The Indian Burial Ground Trope

I guess one of the major reasons I expect people to know what I mean when I say “feelings about archaeology” is that I inextricably connect North American Archaeology with the concept of the Indian Burial Ground or with haunted Indian land, which to me is so omnipresent in American culture. Think The Shining and every other camp fire story ever. It’s official on, so that makes it pretty pervasive in my book.

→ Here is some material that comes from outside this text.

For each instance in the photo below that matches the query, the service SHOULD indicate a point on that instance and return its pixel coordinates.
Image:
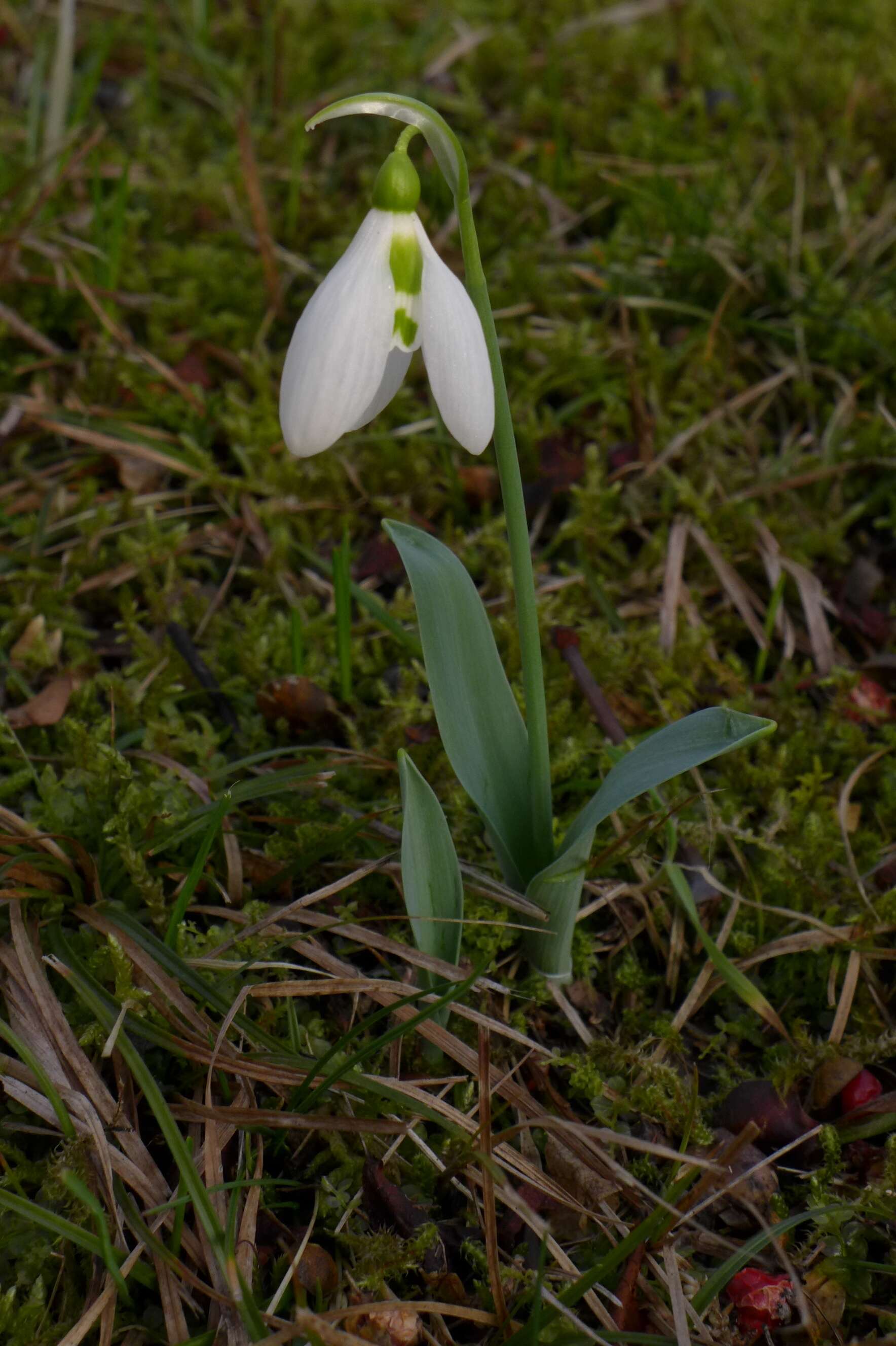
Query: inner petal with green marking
(405, 264)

The thing is, within the time period that I’m looking at, basically New Deal archaeology (which I will define in a post soon, I promise), Indian burial grounds and archaeological sites were not only literally the same thing, they were narratively merged for the American people as well. While the sites excavated in the continental United States in the early 20th century ranged very widely in age (1), all were defined by archaeologists as “prehistorical”(2). From my reading, it would seem that almost all of the sites excavated in the southeastern United States and on the plains were burials, though some were nearly a thousand years old. Others, though, were new, I can only gather. One of the most infuriating things about combing through these super boring accounts of archaeological excavations is that that dating does not seem to be a primary concern of the American archaeologist. I know that because of the nature of New Deal funding, a lot of the sites excavated in the 1930s were unearthed mostly by amateurs under the supervision of a few professionals, but still determining temporal information of any kind appears not to be on the agenda.

In The Land of Prehistory, which I’ve already cited in this post, Kehoe argues that American archaeologists have tended to consolidate prehistory, an already ridiculously termed and defined time period, with the result that the historical development of American Indian civilizations pre-conquest is ill-documented and largely ignored in scholarship. In Shovel Ready, Means describes the 1942 excavation of a Caddo site in Oklahoma (3). No information about the age of the site is provided, but I know from a minute of googling the Caddo lived in Oklahoma until mid 19th century. The site is stated simply to be a burial and while it could have been a very, very old burial, it could have been a very, very new recent too.

I plan to address it in a later post, but the E.B. White poem, after which this blog is title, “An Indian Burial Mound” provides further evidence of the fusion of native cemetery and North American archaeological site. In his 2005 essay, “Through Wary Eyes: Indigenous Perspectives on Archaeology,” Joe Watkins quotes a member of the Pawnee tribe of Oklahoma who says that “public opinion and legal loopholes have until recently enabled white society to loot and pillage with impunity American Indian cemeteries,”(4) so clearly the fusion is more than just narrative and ideological for contemporary native peoples.  I’ll probably talk about all of this more in future posts.

Oh! And here’s a funny link:

(1) Means, Bernard K.. Shovel Ready: Archaeology and Roosevelt’s New Deal for America. Tuscaloosa: University of Alabama Press, 2013. 8-9

(2)Kehoe, Alice Beck. The Land of Prehistory: A Critical History of American Archaeology. New York: Routledge, 1998. xiii.

(3) Means, Shovel Ready, 123.

(4) Watkins, Joe. “Through Wary Eyes: Indigenous Perspectives on Archaeology.” Annual Review of Anthropology. 34 ( 2005): 429-449. 433-434.